The advent of HIV radically

changed the epidemiology from what was an exceptionally rare complication of patients with reticuloendothelial disease or immunosuppressed following organ transplantation, to an OI identified in up to 5% of patients with AIDS with limited reduction after introduction of HAART and no change in the high mortality rate [98,99]. PML caused approximately 20% of focal brain lesions pre-HAART [100]. The cardinal pathological feature and underlying process determining the clinical presentation is demyelination of white matter, which is irreversible. Classic PML Bioactive Compound Library molecular weight presents as a subacute illness without constitutional symptoms in patients with severe immunodeficiency. Progressive focal neurology, mainly motor deficit, altered mental

or mood status, ataxia or cortical visual symptoms, develop over weeks to months. The presence of the focal features helps distinguish the cognitive syndrome associated with PML from HIV encephalopathy. Seizures may rarely occur. Rare but increasingly recognized PML may present after the introduction of ARV treatment and reflects an immune reconstitution phenomenon [101]. MRI appearances and JC virus detection by PCR in a CSF sample are sufficient to make a diagnosis in most cases and avoid the need for a brain biopsy (level III recommendation).
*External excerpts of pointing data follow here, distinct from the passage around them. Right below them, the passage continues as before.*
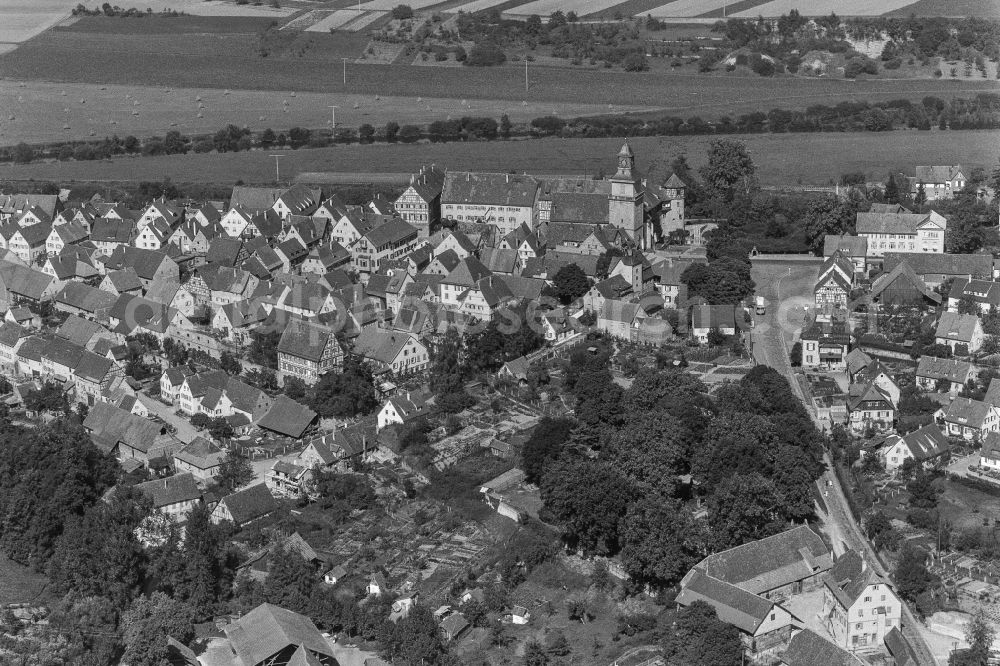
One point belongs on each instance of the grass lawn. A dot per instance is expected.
(987, 9)
(167, 25)
(782, 159)
(966, 507)
(20, 584)
(232, 61)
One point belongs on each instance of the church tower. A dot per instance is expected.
(625, 209)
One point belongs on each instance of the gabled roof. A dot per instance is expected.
(36, 234)
(224, 251)
(937, 174)
(112, 230)
(849, 577)
(113, 425)
(145, 262)
(393, 231)
(742, 609)
(305, 340)
(967, 412)
(125, 280)
(250, 503)
(201, 453)
(428, 182)
(889, 223)
(499, 189)
(379, 344)
(499, 261)
(713, 316)
(849, 246)
(71, 232)
(24, 281)
(254, 198)
(869, 393)
(944, 368)
(287, 417)
(85, 297)
(958, 327)
(856, 361)
(927, 442)
(931, 263)
(171, 490)
(905, 273)
(900, 648)
(769, 563)
(11, 333)
(300, 199)
(467, 273)
(810, 649)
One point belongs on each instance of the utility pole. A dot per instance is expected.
(277, 173)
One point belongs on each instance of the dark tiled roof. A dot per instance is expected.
(734, 606)
(489, 188)
(810, 649)
(930, 263)
(767, 564)
(250, 503)
(305, 340)
(171, 490)
(287, 417)
(268, 630)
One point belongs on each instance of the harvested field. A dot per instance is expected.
(840, 7)
(687, 8)
(546, 7)
(232, 61)
(334, 21)
(988, 9)
(41, 111)
(782, 159)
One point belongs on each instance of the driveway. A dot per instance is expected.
(185, 431)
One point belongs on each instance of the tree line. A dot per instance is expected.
(613, 478)
(979, 112)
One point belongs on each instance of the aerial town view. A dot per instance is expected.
(500, 332)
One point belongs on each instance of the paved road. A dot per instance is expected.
(787, 288)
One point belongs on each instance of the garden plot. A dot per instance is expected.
(546, 7)
(364, 21)
(840, 7)
(691, 8)
(334, 21)
(386, 5)
(478, 6)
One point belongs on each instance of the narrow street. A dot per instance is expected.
(185, 431)
(787, 288)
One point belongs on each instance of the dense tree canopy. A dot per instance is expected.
(48, 476)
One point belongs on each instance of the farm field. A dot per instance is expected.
(231, 61)
(41, 111)
(782, 159)
(840, 7)
(546, 7)
(687, 8)
(337, 19)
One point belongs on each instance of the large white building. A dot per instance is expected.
(902, 232)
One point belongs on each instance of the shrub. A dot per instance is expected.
(635, 62)
(485, 54)
(763, 67)
(402, 12)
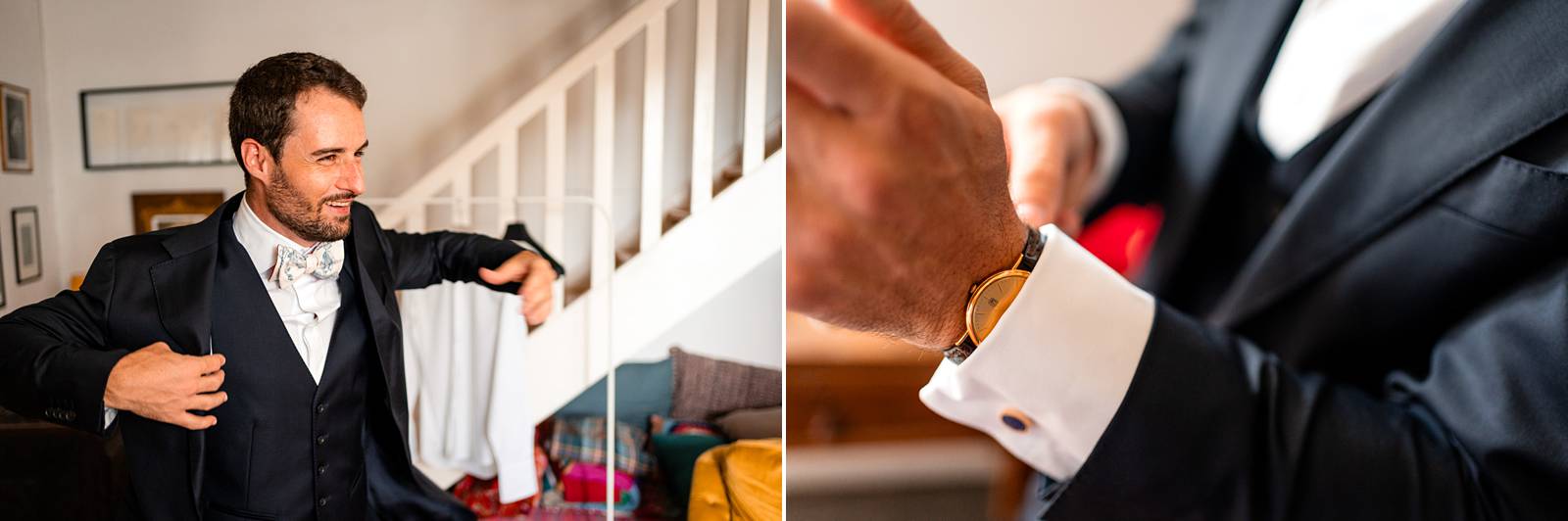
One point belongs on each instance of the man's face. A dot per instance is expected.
(318, 166)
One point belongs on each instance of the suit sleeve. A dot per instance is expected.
(1149, 101)
(425, 260)
(1214, 427)
(54, 361)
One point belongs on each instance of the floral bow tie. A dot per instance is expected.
(323, 260)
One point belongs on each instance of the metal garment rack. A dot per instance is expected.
(462, 215)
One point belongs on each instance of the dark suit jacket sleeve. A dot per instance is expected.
(1149, 101)
(54, 361)
(423, 260)
(1212, 427)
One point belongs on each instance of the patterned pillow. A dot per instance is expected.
(705, 388)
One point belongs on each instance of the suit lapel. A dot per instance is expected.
(1489, 78)
(1227, 71)
(182, 288)
(376, 286)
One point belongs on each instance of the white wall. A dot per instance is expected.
(435, 71)
(1016, 41)
(23, 65)
(744, 323)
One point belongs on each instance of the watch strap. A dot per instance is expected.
(1034, 245)
(1032, 248)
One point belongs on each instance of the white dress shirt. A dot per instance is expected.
(308, 309)
(1063, 355)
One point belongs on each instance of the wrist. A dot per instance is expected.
(1000, 252)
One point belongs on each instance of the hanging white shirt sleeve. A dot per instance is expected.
(1060, 359)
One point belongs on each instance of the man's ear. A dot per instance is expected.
(258, 161)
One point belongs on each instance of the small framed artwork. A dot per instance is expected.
(28, 247)
(159, 211)
(16, 112)
(156, 125)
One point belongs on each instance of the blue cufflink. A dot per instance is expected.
(1015, 419)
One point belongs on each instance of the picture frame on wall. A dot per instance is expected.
(156, 125)
(27, 244)
(2, 280)
(162, 211)
(16, 114)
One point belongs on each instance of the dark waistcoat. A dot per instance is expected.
(284, 446)
(1250, 192)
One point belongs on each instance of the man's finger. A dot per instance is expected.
(209, 362)
(902, 24)
(211, 382)
(1037, 181)
(537, 308)
(192, 421)
(206, 401)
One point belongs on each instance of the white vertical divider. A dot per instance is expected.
(653, 213)
(556, 185)
(462, 190)
(757, 85)
(603, 248)
(703, 104)
(506, 181)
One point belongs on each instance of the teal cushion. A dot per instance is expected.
(640, 390)
(676, 455)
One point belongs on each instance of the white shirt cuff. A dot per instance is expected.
(1057, 362)
(1110, 132)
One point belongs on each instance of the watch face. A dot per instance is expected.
(992, 300)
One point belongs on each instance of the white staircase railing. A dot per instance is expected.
(747, 220)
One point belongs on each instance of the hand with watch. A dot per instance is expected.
(990, 299)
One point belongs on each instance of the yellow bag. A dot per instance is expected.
(741, 481)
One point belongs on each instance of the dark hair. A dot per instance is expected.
(264, 98)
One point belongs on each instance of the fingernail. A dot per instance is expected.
(1032, 213)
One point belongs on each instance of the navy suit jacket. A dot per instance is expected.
(157, 288)
(1396, 347)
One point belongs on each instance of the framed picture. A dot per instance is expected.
(28, 247)
(156, 125)
(159, 211)
(16, 112)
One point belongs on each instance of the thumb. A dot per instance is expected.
(901, 24)
(494, 276)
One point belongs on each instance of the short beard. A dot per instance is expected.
(302, 215)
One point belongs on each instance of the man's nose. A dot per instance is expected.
(353, 177)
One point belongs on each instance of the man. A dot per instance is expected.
(253, 361)
(1356, 307)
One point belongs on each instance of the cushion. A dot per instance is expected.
(705, 388)
(676, 457)
(741, 481)
(753, 424)
(580, 440)
(640, 390)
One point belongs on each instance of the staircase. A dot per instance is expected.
(678, 256)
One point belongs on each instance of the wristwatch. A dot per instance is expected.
(990, 299)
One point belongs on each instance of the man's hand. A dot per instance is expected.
(162, 385)
(1051, 150)
(537, 278)
(898, 173)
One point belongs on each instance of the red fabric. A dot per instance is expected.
(483, 495)
(1123, 236)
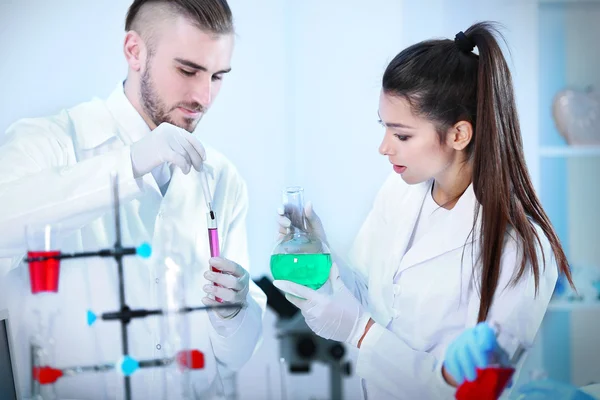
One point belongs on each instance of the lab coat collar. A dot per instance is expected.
(132, 126)
(453, 231)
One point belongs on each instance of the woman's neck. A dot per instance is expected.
(448, 188)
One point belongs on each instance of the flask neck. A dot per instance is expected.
(293, 205)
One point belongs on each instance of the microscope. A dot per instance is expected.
(299, 346)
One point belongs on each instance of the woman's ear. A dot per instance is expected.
(460, 135)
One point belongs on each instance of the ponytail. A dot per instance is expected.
(446, 82)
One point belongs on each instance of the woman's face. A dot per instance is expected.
(411, 143)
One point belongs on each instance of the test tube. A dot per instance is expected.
(211, 223)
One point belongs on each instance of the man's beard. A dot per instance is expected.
(157, 110)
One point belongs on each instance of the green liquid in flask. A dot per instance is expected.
(310, 270)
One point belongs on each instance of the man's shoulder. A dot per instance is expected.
(223, 167)
(57, 125)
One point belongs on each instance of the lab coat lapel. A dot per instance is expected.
(408, 209)
(454, 231)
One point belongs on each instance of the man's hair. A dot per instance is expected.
(212, 16)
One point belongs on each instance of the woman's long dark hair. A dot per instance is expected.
(445, 82)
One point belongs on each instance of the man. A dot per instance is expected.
(57, 171)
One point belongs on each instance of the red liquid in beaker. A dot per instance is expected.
(488, 385)
(43, 275)
(46, 375)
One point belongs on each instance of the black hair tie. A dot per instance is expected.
(463, 42)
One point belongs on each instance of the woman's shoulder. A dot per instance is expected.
(514, 243)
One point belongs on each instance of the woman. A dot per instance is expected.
(456, 235)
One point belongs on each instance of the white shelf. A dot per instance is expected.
(570, 151)
(568, 2)
(563, 305)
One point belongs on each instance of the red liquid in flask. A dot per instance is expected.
(43, 275)
(488, 385)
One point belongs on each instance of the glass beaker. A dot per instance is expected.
(300, 256)
(491, 381)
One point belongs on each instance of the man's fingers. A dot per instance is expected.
(225, 280)
(227, 266)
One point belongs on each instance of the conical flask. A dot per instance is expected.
(300, 256)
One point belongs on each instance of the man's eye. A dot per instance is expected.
(186, 73)
(402, 138)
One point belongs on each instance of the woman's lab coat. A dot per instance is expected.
(57, 170)
(435, 298)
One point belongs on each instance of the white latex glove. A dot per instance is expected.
(332, 314)
(233, 285)
(315, 226)
(167, 143)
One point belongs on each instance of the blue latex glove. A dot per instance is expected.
(473, 349)
(550, 390)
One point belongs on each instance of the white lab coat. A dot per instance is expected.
(57, 170)
(434, 299)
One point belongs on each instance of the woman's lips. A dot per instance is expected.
(399, 169)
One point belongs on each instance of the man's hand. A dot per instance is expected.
(233, 285)
(167, 144)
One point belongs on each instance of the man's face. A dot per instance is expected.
(182, 74)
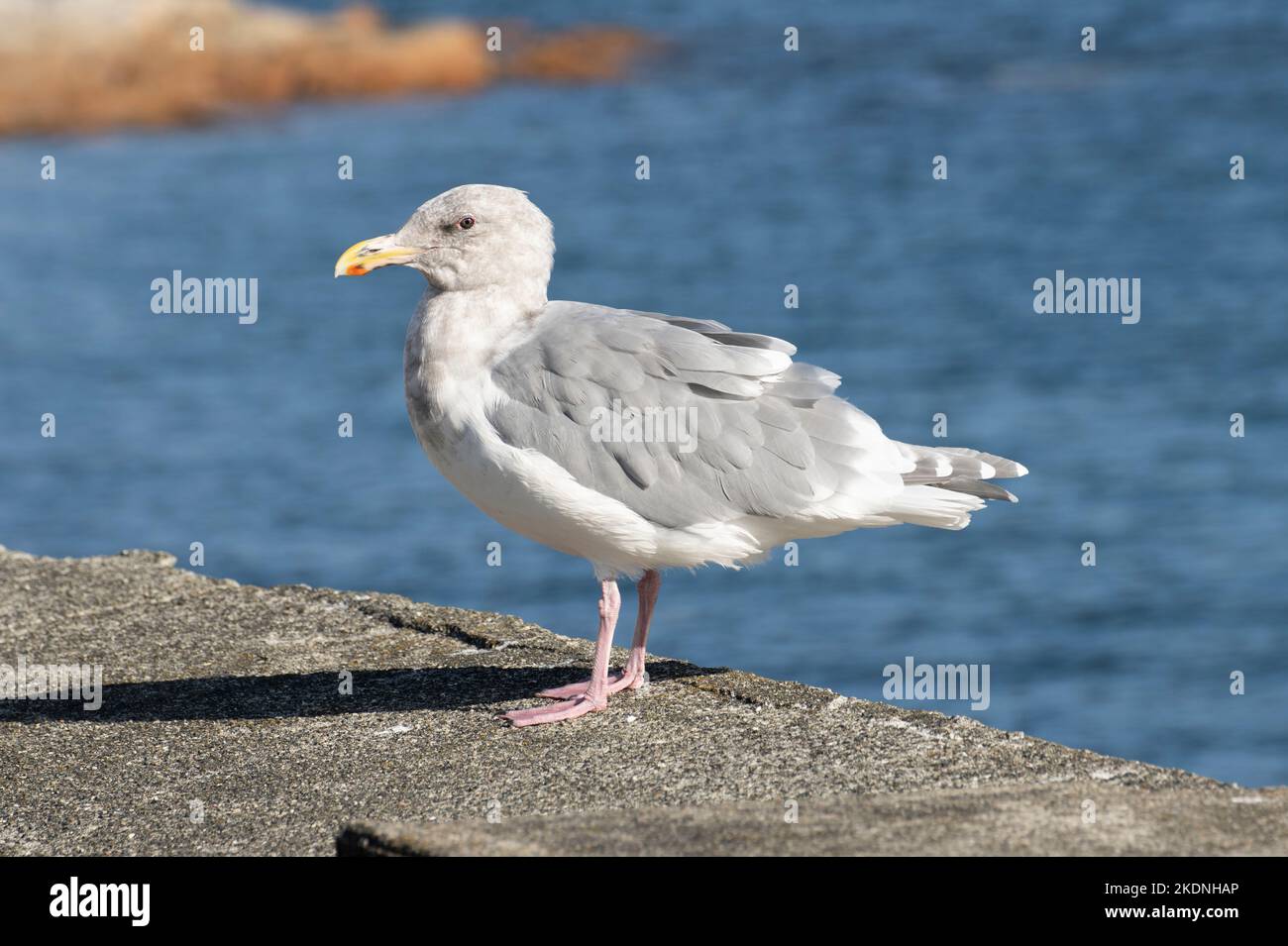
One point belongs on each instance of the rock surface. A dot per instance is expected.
(224, 729)
(93, 64)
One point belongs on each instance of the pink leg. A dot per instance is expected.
(632, 676)
(595, 696)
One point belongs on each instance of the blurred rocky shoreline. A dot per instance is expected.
(78, 65)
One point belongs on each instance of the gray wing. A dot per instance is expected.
(738, 428)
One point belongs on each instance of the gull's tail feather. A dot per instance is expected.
(945, 484)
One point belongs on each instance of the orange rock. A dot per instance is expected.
(76, 75)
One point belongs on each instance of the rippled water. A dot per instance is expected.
(767, 168)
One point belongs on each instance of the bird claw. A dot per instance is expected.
(568, 709)
(616, 683)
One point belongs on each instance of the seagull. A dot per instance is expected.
(636, 441)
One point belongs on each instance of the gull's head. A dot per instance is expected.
(468, 237)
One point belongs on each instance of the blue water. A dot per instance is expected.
(767, 168)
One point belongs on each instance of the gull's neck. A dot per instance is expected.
(454, 340)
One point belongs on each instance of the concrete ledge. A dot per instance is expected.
(993, 820)
(224, 730)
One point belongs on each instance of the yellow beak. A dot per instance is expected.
(372, 254)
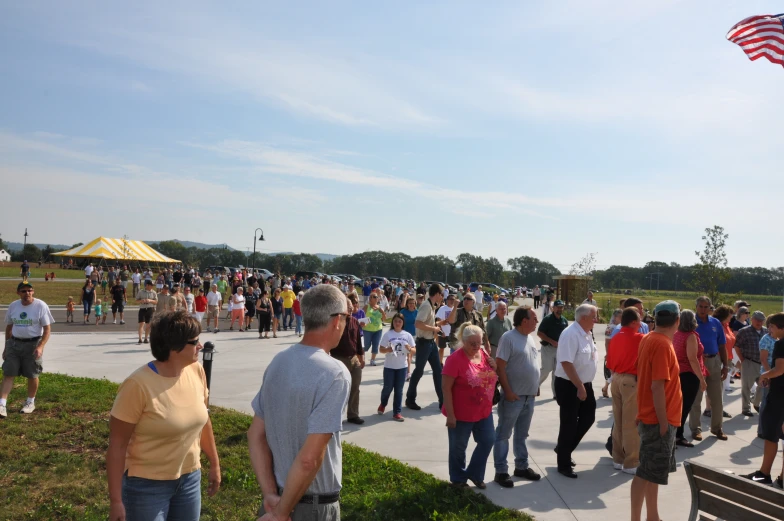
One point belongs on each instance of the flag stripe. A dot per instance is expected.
(760, 37)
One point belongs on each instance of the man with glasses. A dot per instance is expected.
(294, 440)
(27, 328)
(711, 334)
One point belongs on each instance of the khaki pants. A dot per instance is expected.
(715, 390)
(626, 438)
(749, 372)
(354, 368)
Early diagnosis is paramount. Brain biopsy has long been regarded as the gold IWR-1 research buy standard with a sensitivity of 64–96% and a specificity of 100%. With imaging refinements, MRI combined with CSF DNA amplification has allowed avoidance of biopsy. Lesions are usually bilateral, asymmetric, non-enhancing T2 hyperintense T1 hypointense, restricted to white matter and with no oedema. The asymmetric nature and sharp demarcation helps differentiate from HIV encephalopathy. In the context of antiretroviral treatment, features may be atypical. Pre-HAART, PIK3C2G JC DNA in the CSF detected by PCR had sensitivity of 72–92%

and a specificity of 92–100%. However, since the introduction of HAART sensitivity has fallen to approximately 50% reflecting reduced viral replication and increased clearance of virus from the CSF [102,103]. Factors associated with a poor prognosis include clinical (older age, brainstem involvement, lowered level of consciousness), viral (high CSF JC viral load with delayed clearance with HAART), radiological (early brainstem involvement), and immunological (CD4 count <100 cells/μL) [104]. Evidence of immunological responsiveness, higher CD4 cell counts, contrast enhancement on imaging, perivascular mononuclear infiltrates and JC-specific cytotoxic T lymphocytes are associated with improved prognosis. HAART is the only intervention that has improved clinical outcomes with PML (category III recommendation).